Bug#1010304: marked as done (bullseye-pu: package freetype/2.10.4+dfsg-1+deb11u1)

Debian Bug Tracking System Sat, 09 Jul 2022 03:55:43 -0700

Your message dated Sat, 09 Jul 2022 11:47:43 +0100
with message-id 
<2280fe8c78e64b02a6c1d04c6dde5a32e342ba81.ca...@adam-barratt.org.uk>
and subject line Closing requests for updates included in 11.4
has caused the Debian Bug report #1010304,
regarding bullseye-pu: package freetype/2.10.4+dfsg-1+deb11u1
to be marked as done.


This means that you claim that the problem has been dealt with.
If this is not the case it is now your responsibility to reopen the
Bug report if necessary, and/or fix the problem forthwith.

(NB: If you are a system administrator and have no idea what this
message is talking about, this may indicate a serious mail system
misconfiguration somewhere. Please contact [email protected]
immediately.)


-- 
1010304: https://bugs.debian.org/cgi-bin/bugreport.cgi?bug=1010304
Debian Bug Tracking System
Contact [email protected] with problems

--- Begin Message ---

Package: release.debian.org
Severity: normal
Tags: bullseye
User: [email protected]
Usertags: pu

This update fixes three security vulnerabilities in FreeType 2.10.4+dfsg-1.

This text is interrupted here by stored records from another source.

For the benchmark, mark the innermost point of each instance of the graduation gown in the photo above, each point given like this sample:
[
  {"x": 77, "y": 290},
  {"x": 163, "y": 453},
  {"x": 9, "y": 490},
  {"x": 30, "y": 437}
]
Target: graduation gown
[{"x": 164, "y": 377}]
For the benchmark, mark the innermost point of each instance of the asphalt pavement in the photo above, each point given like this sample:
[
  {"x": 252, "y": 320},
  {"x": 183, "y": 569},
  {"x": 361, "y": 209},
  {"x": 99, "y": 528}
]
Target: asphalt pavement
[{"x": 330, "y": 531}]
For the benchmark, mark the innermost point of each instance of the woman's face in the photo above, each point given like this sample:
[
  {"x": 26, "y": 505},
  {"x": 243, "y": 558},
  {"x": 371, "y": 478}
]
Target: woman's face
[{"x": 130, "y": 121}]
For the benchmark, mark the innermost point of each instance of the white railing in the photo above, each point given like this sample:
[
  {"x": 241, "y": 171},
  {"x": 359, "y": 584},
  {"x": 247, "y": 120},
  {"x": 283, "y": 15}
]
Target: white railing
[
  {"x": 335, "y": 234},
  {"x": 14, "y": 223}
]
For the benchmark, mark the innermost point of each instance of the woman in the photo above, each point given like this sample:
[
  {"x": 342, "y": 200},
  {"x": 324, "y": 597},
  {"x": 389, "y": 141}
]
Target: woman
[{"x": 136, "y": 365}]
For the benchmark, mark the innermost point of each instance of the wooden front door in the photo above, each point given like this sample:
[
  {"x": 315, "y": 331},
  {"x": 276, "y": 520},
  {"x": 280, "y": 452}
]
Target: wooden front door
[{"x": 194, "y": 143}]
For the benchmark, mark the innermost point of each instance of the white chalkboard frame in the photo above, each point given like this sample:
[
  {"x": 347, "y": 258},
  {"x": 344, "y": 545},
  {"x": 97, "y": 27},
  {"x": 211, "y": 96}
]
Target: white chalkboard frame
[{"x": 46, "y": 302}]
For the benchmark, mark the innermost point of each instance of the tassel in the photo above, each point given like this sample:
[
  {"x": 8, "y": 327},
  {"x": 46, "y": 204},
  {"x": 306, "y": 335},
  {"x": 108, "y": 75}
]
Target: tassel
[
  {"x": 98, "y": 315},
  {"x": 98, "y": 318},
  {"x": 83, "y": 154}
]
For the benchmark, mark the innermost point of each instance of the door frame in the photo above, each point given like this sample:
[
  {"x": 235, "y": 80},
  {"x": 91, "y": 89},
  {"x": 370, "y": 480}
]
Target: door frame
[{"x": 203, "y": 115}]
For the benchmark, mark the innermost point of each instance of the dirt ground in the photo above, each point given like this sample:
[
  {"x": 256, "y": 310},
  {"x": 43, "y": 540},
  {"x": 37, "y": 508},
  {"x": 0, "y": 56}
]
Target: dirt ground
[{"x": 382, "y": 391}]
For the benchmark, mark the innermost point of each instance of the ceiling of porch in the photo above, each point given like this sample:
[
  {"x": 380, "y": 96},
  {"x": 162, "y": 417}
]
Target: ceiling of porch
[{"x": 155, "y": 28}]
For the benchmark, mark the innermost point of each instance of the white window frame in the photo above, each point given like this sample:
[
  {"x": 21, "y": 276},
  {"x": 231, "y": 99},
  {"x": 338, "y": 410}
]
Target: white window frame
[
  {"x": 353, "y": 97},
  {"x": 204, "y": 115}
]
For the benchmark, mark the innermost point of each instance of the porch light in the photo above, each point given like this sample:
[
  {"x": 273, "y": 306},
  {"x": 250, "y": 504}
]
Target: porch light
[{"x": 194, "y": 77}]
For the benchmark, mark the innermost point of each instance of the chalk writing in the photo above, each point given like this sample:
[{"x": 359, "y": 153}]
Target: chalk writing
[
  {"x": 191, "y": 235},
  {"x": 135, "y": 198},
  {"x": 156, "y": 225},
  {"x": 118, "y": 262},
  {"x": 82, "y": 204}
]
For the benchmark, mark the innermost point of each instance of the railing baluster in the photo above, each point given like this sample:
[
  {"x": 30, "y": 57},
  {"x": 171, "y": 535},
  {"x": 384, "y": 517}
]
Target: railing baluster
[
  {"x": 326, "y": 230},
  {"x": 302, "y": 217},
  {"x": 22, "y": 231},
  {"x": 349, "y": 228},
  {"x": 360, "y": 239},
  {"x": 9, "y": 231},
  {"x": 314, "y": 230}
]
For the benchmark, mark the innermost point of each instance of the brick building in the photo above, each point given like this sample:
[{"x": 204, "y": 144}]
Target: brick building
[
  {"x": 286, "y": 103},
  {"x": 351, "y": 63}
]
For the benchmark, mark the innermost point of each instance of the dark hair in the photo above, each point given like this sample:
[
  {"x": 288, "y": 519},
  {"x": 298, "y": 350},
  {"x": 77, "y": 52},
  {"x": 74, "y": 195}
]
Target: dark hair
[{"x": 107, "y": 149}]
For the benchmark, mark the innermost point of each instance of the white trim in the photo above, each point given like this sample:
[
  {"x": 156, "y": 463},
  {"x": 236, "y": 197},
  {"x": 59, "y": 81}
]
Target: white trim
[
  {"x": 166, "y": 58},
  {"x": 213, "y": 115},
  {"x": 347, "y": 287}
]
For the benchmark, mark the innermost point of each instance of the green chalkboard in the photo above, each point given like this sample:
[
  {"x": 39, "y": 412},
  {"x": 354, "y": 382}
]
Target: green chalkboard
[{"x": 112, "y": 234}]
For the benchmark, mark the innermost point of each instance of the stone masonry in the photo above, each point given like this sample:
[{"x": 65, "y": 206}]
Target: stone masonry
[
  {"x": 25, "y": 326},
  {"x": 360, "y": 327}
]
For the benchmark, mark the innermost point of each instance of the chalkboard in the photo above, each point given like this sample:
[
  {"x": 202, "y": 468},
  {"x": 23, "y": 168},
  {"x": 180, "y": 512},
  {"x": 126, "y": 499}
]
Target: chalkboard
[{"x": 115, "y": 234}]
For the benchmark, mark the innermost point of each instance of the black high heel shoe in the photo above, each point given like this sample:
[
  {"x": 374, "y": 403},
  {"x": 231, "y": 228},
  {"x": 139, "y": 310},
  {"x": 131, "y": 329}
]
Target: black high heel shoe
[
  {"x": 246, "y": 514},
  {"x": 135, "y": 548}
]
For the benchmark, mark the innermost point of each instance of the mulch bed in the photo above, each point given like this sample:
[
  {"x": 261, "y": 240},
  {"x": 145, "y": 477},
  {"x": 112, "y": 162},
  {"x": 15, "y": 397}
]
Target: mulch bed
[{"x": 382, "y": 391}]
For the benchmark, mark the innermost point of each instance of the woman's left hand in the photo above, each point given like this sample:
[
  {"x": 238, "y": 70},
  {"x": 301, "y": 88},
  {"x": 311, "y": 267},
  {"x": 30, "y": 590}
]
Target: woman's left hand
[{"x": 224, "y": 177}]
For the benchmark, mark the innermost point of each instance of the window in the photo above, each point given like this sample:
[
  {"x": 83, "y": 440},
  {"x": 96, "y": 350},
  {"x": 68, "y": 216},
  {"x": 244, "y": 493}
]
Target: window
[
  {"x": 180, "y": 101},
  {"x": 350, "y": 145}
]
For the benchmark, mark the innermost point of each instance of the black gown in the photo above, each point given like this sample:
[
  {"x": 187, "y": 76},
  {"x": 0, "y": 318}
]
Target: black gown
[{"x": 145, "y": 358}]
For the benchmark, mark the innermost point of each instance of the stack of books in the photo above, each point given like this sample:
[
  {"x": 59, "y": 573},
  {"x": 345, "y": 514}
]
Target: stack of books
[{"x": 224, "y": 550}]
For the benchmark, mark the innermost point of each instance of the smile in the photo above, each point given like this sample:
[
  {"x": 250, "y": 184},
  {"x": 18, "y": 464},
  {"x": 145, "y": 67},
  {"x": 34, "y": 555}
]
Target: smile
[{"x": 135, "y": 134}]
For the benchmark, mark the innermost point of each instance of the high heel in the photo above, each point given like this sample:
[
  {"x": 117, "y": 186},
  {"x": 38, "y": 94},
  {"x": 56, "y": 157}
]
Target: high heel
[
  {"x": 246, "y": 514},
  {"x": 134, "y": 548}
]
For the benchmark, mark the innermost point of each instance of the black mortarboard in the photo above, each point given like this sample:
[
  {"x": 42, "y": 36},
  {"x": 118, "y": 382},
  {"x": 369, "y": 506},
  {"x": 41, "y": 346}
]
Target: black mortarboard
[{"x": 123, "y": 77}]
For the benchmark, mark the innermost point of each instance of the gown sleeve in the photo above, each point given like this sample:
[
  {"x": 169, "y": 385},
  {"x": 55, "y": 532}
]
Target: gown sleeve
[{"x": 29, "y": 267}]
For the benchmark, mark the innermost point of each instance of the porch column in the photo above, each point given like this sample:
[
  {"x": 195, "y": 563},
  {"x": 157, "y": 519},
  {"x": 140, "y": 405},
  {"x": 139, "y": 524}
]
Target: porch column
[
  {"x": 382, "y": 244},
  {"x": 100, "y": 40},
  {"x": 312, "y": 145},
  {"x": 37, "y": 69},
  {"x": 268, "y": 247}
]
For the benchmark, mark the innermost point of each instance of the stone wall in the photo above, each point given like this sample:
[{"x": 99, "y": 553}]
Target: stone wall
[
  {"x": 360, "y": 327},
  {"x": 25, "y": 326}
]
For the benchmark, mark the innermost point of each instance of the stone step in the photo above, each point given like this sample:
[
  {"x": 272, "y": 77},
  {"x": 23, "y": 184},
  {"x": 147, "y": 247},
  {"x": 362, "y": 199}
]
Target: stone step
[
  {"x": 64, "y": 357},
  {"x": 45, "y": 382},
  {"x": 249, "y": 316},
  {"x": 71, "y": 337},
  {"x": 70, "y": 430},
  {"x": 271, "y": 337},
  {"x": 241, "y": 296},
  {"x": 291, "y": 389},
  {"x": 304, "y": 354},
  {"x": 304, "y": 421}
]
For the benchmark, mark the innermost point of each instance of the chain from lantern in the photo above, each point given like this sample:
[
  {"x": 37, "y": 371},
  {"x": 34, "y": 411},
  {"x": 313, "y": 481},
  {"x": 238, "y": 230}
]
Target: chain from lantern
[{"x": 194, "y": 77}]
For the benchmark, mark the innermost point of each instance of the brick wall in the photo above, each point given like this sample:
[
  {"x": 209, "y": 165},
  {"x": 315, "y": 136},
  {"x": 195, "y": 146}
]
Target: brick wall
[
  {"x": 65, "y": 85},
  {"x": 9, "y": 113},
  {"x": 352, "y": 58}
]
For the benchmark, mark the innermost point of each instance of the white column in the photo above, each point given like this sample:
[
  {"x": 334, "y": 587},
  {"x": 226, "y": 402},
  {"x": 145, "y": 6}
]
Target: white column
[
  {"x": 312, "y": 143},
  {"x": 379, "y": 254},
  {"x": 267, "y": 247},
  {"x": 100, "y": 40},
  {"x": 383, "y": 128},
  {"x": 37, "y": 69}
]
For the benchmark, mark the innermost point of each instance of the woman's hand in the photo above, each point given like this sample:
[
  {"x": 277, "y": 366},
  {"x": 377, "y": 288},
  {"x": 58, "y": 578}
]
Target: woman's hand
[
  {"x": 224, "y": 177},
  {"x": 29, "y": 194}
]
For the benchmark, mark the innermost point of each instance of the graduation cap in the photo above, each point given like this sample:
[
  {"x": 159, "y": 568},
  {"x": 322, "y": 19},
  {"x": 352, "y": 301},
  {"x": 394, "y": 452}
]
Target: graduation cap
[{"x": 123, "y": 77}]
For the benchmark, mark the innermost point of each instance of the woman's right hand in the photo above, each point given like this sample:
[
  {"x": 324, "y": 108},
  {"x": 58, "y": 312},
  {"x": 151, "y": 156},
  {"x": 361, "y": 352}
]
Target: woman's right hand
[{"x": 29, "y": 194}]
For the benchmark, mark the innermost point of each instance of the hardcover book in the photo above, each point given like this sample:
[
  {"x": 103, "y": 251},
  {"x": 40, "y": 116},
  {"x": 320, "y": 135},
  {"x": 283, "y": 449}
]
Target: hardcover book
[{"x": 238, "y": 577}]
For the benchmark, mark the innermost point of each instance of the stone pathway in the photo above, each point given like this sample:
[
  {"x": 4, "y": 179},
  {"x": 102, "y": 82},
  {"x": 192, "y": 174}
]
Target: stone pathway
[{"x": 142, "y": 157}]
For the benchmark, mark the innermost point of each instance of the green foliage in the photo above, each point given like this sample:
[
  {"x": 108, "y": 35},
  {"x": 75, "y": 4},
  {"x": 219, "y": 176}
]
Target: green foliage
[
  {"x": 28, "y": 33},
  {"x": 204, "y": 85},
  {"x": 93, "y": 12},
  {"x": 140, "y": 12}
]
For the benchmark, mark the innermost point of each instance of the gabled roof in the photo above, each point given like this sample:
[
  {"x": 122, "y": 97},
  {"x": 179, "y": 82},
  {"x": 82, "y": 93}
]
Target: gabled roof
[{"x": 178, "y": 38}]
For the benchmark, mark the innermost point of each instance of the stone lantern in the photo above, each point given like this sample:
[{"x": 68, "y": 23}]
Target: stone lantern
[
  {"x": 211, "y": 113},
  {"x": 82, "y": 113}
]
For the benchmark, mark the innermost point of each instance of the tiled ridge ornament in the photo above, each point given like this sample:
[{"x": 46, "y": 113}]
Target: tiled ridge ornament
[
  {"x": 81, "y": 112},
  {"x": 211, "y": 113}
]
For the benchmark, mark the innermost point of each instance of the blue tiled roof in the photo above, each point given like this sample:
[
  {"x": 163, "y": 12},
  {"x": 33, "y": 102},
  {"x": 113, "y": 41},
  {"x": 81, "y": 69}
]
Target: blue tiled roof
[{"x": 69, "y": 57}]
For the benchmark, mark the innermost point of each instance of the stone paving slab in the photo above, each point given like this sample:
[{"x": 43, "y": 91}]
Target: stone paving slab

- CVE-2022-27404: heap buffer overflow via invalid integer decrement in
sfnt_init_face() and woff2_open_font().
- CVE-2022-27405: segmentation violation via ft_open_face_internal() when
attempting to read the value of FT_LONG face_index.
- CVE-2022-27406: segmentation violation via FT_Request_Size() when attempting
to read the value of an unguarded face size handle.

It would be ideal to get these fixes into Bullseye.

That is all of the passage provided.